SATURDAY, MAY 7         8:30 am to 10:40 am

Anesthesia and consciousness

Franks N,  London, Molecular Actions of Anesthetics

Hudetz A, Milwaukee, Anesthetics and Gamma Synchrony
Hameroff S, Tucson, Meyer-Overton Meets Quantum Physics


NICHOLAS FRANKS                         ANTHONY HUDETZ                   STUART HAMEROFF                                

Imperial College                               MC Wisconsin                          University of Arizona                            


Nicholas Franks is Professor of Biophysics and Anaesthetics at Imperial College London where he is the Head of the Division of Cell and Molecular Biology and Head of Biophysics. After a PhD with Maurice Wilkins at King's College London on X-ray and neutron diffraction and a period at Brandeis University with Don Caspar, Nick Franks moved to Imperial College as one of the founding members of the Biophysics Section, which he now heads. Throughout his career, Nick Franks has been interested in how general anaesthetics act and he has demonstrated that the traditional view that general anaesthetics acted on lipid bilayers was incorrect. With his long-term collaborator, the late Bill Lieb, he has shown that, despite their chemical diversity, anaesthetics act by directly and selectively binding to a small number of protein targets in the central nervous system, a paradigm that is now widely accepted. As well as helping to establish the GABAA receptor as a critical target, in 1988 he discovered a potassium channel in molluscs which could be selectively activated by inhalational anaesthetics. The mammalian homologues, the two-pore domain superfamily, have since been shown to be important targets for volatile anaesthetics in mammals. Most recently he has identified the NMDA receptor as a likely target for xenon, and in collaboration with Mervyn Maze, also shown that anaesthetics and sleep may share common neuronal mechanisms. His current focus is on identifying the neuronal pathways responsible for anaesthetic-induced loss of consciousness. He was the Olof Norlander Lecturer (Stockholm, 1992), the Merel Harmel Lecturer (Duke University, 1995), the Charles F. Stevens Lecturer (St Louis, 2001), the Crawford Long Lecturer (Atlanta, 2008) and the Stuart Cullen Lecturer (UCSF). He was awarded the Ebert prize by the American Pharmaceutical Association in 1992, the Gold Medal of the Royal College of Anaesthetists in 2003, the Excellence in Research Award of the American Society of Anesthesiologists, 2006 and was elected a Fellow of the Academy of Medical Sciences in 2004 and a Fellow of the Royal College of Anaesthetists in 2007.

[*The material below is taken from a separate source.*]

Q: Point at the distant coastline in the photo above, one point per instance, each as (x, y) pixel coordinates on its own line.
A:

Anthony Hudetz graduated from the Eötvös Loránd University, Budapest, Hungary in 1974 with a M.S. degree in physics. He received Doctor of Biologiae Medicinalis (D.B.M.) degree from the Semmelweis University of Medicine, Budapest, Hungary in 1979, and Ph.D. degree from the Hungarian Academy of Qualifications in 1985. Dr. Hudetz held faculty appointments in the 2nd Department of Physiology, Semmelweis University of Medicine, in the Department of Biomedical Engineering, Louisiana Tech University and currently, in the Department of Anesthesiology at the Medical College of Wisconsin with secondary appointments in the Departments of Physiology and Biophysics.  He is also Adjunct Professor in the Department of Biomedical Engineering, Marquette University.  Dr. Hudetz’s current research interest is in discovering the mechanisms by which anesthetics produce loss of consciousness.  Does consciousness really disappear when the patient is not responding? What happens to the thinking brain when it is anesthetized? Dr. Hudetz’s research team investigates the electrophysiological changes that occur in the brain that has been subjected to varying depths of anesthesia with various anesthetic drugs.  They also perform functional magnetic resonance imaging (fMRI) of the brain to determine the critical neurofunctional systems that anesthetic agents primarily target.  One of the important findings is that the anesthetized brain retains much of its reactive capability to sensory stimuli. However, the cortical neuronal responses evoked by these stimuli do not reach consciousness due to a disruption of information integration in large-scale neuronal networks. The significance of this research is that it should lead to a better understanding of the mechanism of anesthesia of the neural correlates of consciousness.

Stuart Hameroff is a clinical anesthesiologist, Professor of Anesthesiology and Psychology, and Director of the Center for Consciousness Studies at the University of Arizona in Tucson. Beginning in the early 1970s, Hameroff has studied biomolecular mechanisms underlying consciousness, actions of anesthetic gases and information processing in cytoskeletal microtubules inside living cells. In 1994 Hameroff teamed with British physicist Sir Roger Penrose in the controversial Orch OR theory of consciousness, based on quantum computations in microtubules inside neurons.